Two weeks later, The Gap announced it was going back to its old logo.
Traditional media have since been commenting on The Gap’s apparent folly. Some are simply sneering, as they did after the failure of New Coke in the 1980s. Others are trying to pin down the underlying aesthetic problem, offering opinions from “neuromarketers” on why the new logo “made our brains angry.”
My brain is elsewhere. As someone in the business of building meaningful relationships between brands and their consumers, I’m mindful of The Gap and of this particular marketing failure. But my real interest is in the process. I’m interested in how quickly consumers wrested control over the new logo from The Gap and dismissed the company from the marketing conversation. That conversation took place exclusively among consumers, who then rendered a verdict.
There’s an important lesson in all this, but it doesn’t have much to do with The Gap’s logo design or how it affected our neurotransmitters. The lesson, and we’re seeing countless examples of it every day, is that social networks have not only changed the conversation between brands and consumers—they’ve changed what it means to have a conversation.
Social media has connected consumers worldwide according to shared interests—according to their tribes. And smartphones have put these social networks right in the hands or pockets of consumers who chat, compare notes, post ratings, create their own spin, and generate their own buzz—all without intervention from a would-be marketer.
Every day, millions of dollars of purchasing decisions are made as the result of conversations that were impossible five years ago. Clothes are picked out and movies and restaurants are chosen after just a few minutes with a mobile device. And, as Facebook Founder Mark Zuckerberg told The New York Times, “Nothing influences a person more than a recommendation from a trusted friend.”
The Gap was just the latest company to learn a hard lesson about how the conversation has changed. But it’s absurd to think The Gap’s experience was anything like the marketing failure of New Coke twenty-five years ago. Coca-Cola’s attempt to change its product was conventional. By the standards of the day, consumer reaction against New Coke was swift, but the verdict wasn’t rendered until there had been a massive media launch followed by counterattacks from the competition. In every way, it was a battle in conventional media between conventional advertising gladiators. Coca-Cola never lost control of its message; it just lost a marketing bet.

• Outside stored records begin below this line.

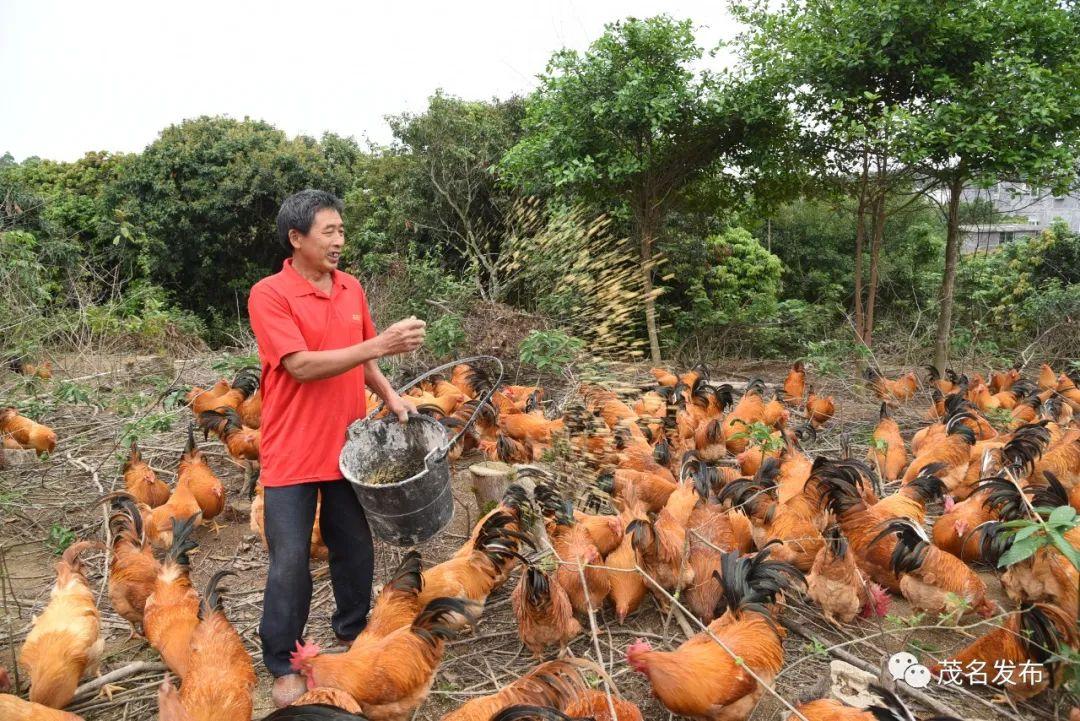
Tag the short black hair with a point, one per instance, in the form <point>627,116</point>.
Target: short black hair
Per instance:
<point>298,211</point>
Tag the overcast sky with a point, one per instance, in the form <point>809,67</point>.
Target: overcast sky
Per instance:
<point>110,75</point>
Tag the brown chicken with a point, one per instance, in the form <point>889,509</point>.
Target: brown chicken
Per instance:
<point>476,574</point>
<point>133,569</point>
<point>888,451</point>
<point>661,546</point>
<point>142,481</point>
<point>242,441</point>
<point>198,477</point>
<point>1038,635</point>
<point>701,679</point>
<point>64,642</point>
<point>820,409</point>
<point>837,585</point>
<point>903,389</point>
<point>795,384</point>
<point>390,676</point>
<point>26,433</point>
<point>933,580</point>
<point>172,611</point>
<point>543,611</point>
<point>553,685</point>
<point>13,708</point>
<point>220,676</point>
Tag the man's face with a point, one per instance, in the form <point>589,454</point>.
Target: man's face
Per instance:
<point>320,249</point>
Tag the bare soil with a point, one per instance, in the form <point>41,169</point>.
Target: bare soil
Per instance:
<point>44,505</point>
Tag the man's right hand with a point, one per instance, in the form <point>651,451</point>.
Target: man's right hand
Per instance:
<point>402,337</point>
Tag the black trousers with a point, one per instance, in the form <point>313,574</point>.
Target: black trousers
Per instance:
<point>289,515</point>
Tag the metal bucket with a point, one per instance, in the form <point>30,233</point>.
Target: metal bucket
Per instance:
<point>417,502</point>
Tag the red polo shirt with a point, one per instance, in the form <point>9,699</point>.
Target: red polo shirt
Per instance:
<point>304,424</point>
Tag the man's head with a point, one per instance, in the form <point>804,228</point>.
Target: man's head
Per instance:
<point>309,226</point>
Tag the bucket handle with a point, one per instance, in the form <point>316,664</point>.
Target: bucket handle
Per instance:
<point>490,392</point>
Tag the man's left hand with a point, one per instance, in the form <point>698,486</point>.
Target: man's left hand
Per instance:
<point>401,407</point>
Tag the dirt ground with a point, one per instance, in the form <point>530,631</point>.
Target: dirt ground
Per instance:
<point>49,503</point>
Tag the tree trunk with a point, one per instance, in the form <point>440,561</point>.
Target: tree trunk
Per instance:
<point>878,236</point>
<point>648,230</point>
<point>860,240</point>
<point>948,281</point>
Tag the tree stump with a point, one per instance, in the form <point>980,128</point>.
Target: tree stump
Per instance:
<point>490,479</point>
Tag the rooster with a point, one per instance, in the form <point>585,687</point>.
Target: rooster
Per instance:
<point>133,569</point>
<point>931,579</point>
<point>241,441</point>
<point>703,679</point>
<point>795,384</point>
<point>220,676</point>
<point>887,447</point>
<point>142,481</point>
<point>837,585</point>
<point>13,708</point>
<point>26,433</point>
<point>172,611</point>
<point>820,409</point>
<point>903,389</point>
<point>65,640</point>
<point>543,611</point>
<point>1039,635</point>
<point>552,684</point>
<point>390,676</point>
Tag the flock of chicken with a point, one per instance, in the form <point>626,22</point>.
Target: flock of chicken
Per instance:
<point>717,512</point>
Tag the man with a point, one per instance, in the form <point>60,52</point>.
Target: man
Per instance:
<point>318,348</point>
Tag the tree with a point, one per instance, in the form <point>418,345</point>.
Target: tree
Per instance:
<point>630,121</point>
<point>453,195</point>
<point>206,194</point>
<point>1008,110</point>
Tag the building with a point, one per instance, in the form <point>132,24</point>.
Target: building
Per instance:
<point>1027,212</point>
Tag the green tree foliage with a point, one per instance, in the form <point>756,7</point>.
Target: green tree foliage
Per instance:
<point>630,121</point>
<point>206,194</point>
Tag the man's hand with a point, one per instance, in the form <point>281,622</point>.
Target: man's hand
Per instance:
<point>401,407</point>
<point>402,337</point>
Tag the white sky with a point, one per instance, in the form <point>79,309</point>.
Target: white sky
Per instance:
<point>110,75</point>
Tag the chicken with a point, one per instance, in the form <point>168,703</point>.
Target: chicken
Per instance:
<point>399,602</point>
<point>795,384</point>
<point>197,476</point>
<point>902,389</point>
<point>543,611</point>
<point>703,679</point>
<point>950,454</point>
<point>13,708</point>
<point>888,451</point>
<point>142,481</point>
<point>552,684</point>
<point>390,676</point>
<point>650,489</point>
<point>480,572</point>
<point>251,410</point>
<point>242,441</point>
<point>820,409</point>
<point>220,675</point>
<point>661,546</point>
<point>1038,635</point>
<point>933,580</point>
<point>172,611</point>
<point>26,433</point>
<point>326,696</point>
<point>133,569</point>
<point>748,410</point>
<point>837,585</point>
<point>65,640</point>
<point>837,486</point>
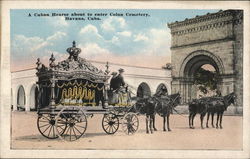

By contrast, The Gap logo never got off the launch pad. But it might have. The Gap considered using crowdsourcing in developing the logo. That might have created a more egalitarian mood as the conversation moved to the social networks. At the very least, making smart use of the social networks would have enabled the company to remain in the conversation over its own brand.
Social networks show us that businesses and marketers can no longer control the conversation about their own brands. The best we can do is influence that conversation. In the age of social media, brands will simply confront one disaster after another if we fail to integrate effective social networking into our marketing strategies.